There’s certain things about it’s being athletic. The athleticism in a baseball player has kind of left the game, unfortunately. And as a scout obviously to the St. Louis Cardinals, that’s my other full-time job, which is great. I get to see different levels. I get to see college players that you guys get to coach and compare them to our guys and see, hey, which guy can find the right fit? So we try to find the right fit for the kid for each school. And it’s great because I can talk to college coaches, I’m like, Hey, this guy reminds me of Joe dos, right? Whoever just made up name, whoever that you may have, or this guy might be better than this guy already. He can help you here. And so we kind of have a different feel, which has said I like, and obviously you got to give your honest opinions on how all that goes, but sorry, I kind of got diverted on that question.
No, you have a lot of
Yeah. Yeah. So I like the multisport thing because first of all, kids get burned out. It’s really bad for, especially in California, it’s really bad for somebody who owns a travel baseball organization. To say this out loud, but I’ll say it because I don’t care, is these kids play way too much, right? They play way too many games, they throw away too much, they don’t get breaks or any downtime. And obviously on the business side, I think that’s bad to say, but there’s still times to train properly and not play. So let’s say they don’t have to stop doing baseball together. But growing up, I liked that I kind of had a mental break even, right? Because baseball, it crushes you mentally. And I think it wasn’t my arm, everything else, it was one and all that. It was more the mental part of the game that I kind of needed just a little bit of a break from, you know what I mean? And then all of a sudden I fired up and ready to go in the next year. So I think in that respect, that’s where I think the multi-sport athlete is good because they get that mental break and then they get a different type of adversity in whatever sport that they’re in and mental capacity that’s going to help them possibly in baseball on an everyday life. So I like that multi-sport athlete. I really do. And even when you’re drafting guys like that, athleticism, you can teach them more as a club recruiter,
Hey, this guy’s going to be able to adjust better because he’s more athletic to make these adjustments, whether it be arm action, swing path, all that other stuff. So I’m a big fan of it, whether they do at the collegiate level, the only times I’m not is like, Hey, there’s a sport that, okay, this isn’t going to help them. This is not something that they can probably do in college or anything. And they have to make a decision depending on their age, Hey, maybe you do need to stick with baseball more. So that’s got to be a priority. This is going to be your ticket as opposed to, Hey, this thing can really get you hurt and might hurt you long term. I’ll just throw it out. Okay, you just say football because that’s apparently the most dangerous sport, which obviously contact physical. Okay, if I’m not going to go to college to play receiver, I don’t want you to not play football.

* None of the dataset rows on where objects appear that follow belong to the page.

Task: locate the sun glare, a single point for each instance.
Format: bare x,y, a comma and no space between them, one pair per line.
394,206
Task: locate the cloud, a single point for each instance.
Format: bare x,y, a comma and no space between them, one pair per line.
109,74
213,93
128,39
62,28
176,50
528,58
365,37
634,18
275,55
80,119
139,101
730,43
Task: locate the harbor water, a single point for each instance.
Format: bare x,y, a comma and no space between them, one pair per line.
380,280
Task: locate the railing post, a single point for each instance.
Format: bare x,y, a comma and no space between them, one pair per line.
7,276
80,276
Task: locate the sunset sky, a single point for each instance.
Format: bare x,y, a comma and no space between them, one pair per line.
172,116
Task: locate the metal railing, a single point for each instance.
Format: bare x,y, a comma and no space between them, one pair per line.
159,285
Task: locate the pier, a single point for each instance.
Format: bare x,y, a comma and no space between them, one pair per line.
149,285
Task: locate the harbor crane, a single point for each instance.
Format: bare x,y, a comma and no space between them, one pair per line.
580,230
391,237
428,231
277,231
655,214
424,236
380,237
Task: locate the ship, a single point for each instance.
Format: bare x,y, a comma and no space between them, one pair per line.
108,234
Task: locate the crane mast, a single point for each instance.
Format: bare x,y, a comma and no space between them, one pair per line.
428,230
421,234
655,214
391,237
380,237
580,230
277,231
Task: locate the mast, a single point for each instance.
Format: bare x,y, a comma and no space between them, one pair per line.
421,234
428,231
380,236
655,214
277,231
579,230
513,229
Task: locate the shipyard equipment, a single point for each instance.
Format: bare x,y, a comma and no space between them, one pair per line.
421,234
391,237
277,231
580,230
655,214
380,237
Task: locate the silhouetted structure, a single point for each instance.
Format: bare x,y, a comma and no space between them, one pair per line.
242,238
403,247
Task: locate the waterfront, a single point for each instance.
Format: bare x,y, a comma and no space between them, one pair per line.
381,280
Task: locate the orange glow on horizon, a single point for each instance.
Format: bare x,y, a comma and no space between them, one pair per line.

But hey, let’s weigh the pros and cons of what’s this going to help me with at times because hey, I might be a big time draft pick this year, heaven forbid something happens. I mean, I tore my ACL my senior year high school. I came back in four months and still got drafted and I tore my ACL on a football field, but a guy did a stop pattern and it was a movement I’ve done a million times and I still tore my ACL and no contact involved. So like I said, it’s hard. And each individual case is obviously different too, but I’m still focused multisport guys.
Yeah, and you said something interesting because that’s the thing I’d always say in recruiting would be like, well, first of all, very few people, kids at that age I think are disciplined enough to carry a training on their own through a whole time unless they have good supervision and stuff like that. So I’d loved it because the competition piece, the analogy I always use, I’d rather have someone standing on that foul line or whatever it may be, with no time on the clock to hit a one-on-one to send it to overtime. That value of the learning competition to me is just as valuable as taking, I don’t want to say 10 meaningless swings off a tee, but I think you understand what there’s value in it outside the physical.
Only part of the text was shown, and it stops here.